Ausschlaggebend für die endgültige Auswahl ist dann der
vom sozialen Milieu (mit-)geprägte Habitus in Form von
Wahrnehmungs-, Denk- und Handlungsmustern. Die Autoren nennen in diesem
Sinne "die intime Kenntnis der in diesen Kreisen geltenden Dress-
und Benimm-Codes, eine breite Allgemeinbildung, unternehmerisches
Denken und vor allem Souveränität in Auftreten und Verhalten.

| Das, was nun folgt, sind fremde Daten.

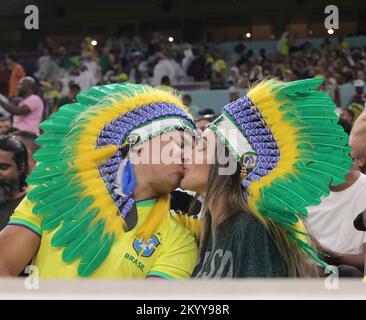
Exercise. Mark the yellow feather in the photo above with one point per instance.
(284, 132)
(87, 157)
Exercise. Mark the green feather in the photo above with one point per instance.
(77, 247)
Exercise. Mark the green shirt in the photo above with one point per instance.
(243, 248)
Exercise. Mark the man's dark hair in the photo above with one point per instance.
(206, 111)
(20, 156)
(12, 56)
(28, 139)
(74, 86)
(350, 112)
(347, 127)
(188, 97)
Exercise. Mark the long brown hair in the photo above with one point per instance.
(298, 263)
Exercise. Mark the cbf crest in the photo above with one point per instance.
(146, 249)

(...) Da sie in einem kaum kalkulierbaren Umfeld Entscheidungen von
oft grosser Tragweite treffen müssen, suchen sie nach Menschen
, auf die sie sich verlassen können, deren Verhaltensmuster und
Einstellungen den eigenen ähneln" (S.458).
Ergänzend
zu all dem wirkt auch das soziale Kapital als karriererelevanter
Faktor: Dabei geht es selten um eine direkte Protegierung bekannter
KandidatInnen, sondern "'nur' um die Weitergabe von Informationen
über freiwerdende Positionen und die für ihre Besetzung
wichtigen Faktoren und Einflüsse im jeweiligen Unternehmen"
(S. 459).
Hartmann
und Kopp ziehen daraus folgendes Resümee: "Wer aus der Arbeiterklasse
oder den breiten Mittelschichten stammt und damit nicht über
den Habitus der 'besseren Kreise' verfügt, kann dieses Manko
in der Regel nicht wettmachen. Er wird zumeist nur zweiter Sieger
sein, sei er nun promoviert oder nicht" (ebd.).
Aus diesen
Ergebnissen lässt sich mit den Autoren (mit Blick auf Niklas
Luhmann und Ulrich Beck) auch ein gesellschaftstheoretisches Fazit
ziehen:
- Die systemtheoretische Unterstellung, dass die Vorteile funktionsspezifischer
Natur (in Form von Geld, Macht, Bildung usw.) auch in den Familien
kaum noch transferierbar seien, wird damit durch die Realität
widerlegt.
- Auch die vor dem Hintergrund der Individualisierungstheorie
entwickelte Vorstellung einer "Wahlbiographie", die
höchstens noch durch Arbeitsmarkt und Sozialstaat beeinflusst
wird, ist mit diesen Resultaten nicht vereinbar. Mit ihrer These,
dass "die Menschen also zur Individualisierung verdammt seien,
verkennen sie die weiterhin grosse Bedeutung herkunftsabhängiger
Lebensmuster" (S. 460f.).
"Der Sohn eines Staatsanwalts, eines Arztes, eines Geschäftsführers
oder eines mittelständischen Unternehmers trifft die Entscheidung,
ob er studiert, was er studiert und welchen Beruf er danach ergreift,
nicht nur durchweg auf dem Hintergrund der ausgesprochen oder unausgesprochen
an ihn herangetragenen familiären Erwartungen, er vollzieht
all seine Schritte auch auf dem Fundament, das ihm das Aufwachsen
in solchen Familien verschafft. (...) Es sind jedoch nicht nur die
materiellen Mittel, die dieses Fundament ausmachen. Es ist vor allem
der Habitus, der aus dem Aufwachsen in solchen Milieus resultiert.
Man bewegt sich in den oberen Etagen einfach 'trittsicherer', weil
man das Gelände seit Kindesbeinen kennt. Dieser Sicherheit
entspricht auf Seiten des Nachwuchses aus den breiten Bevölkerungsschichten
jene 'Parkettunsicherheit', die der Unkenntnis und fehlende Vertrautheit
mit den Gegebenheiten entspringt. Handlungsleitend sind die Herkunftsmilieus
im einen wie im anderen Fall, einmal im positiven Sinne, einmal
im negativen. Von 'Wahlbiographie' im Beckschen Sinne kann daher
ebenso wenig die Rede sein wie von der Nichtübertragbarkeit
von Ungleichheiten in funktional differenzierten Gesellschaften,
wie sie Luhmann konstatiert" (S. 461).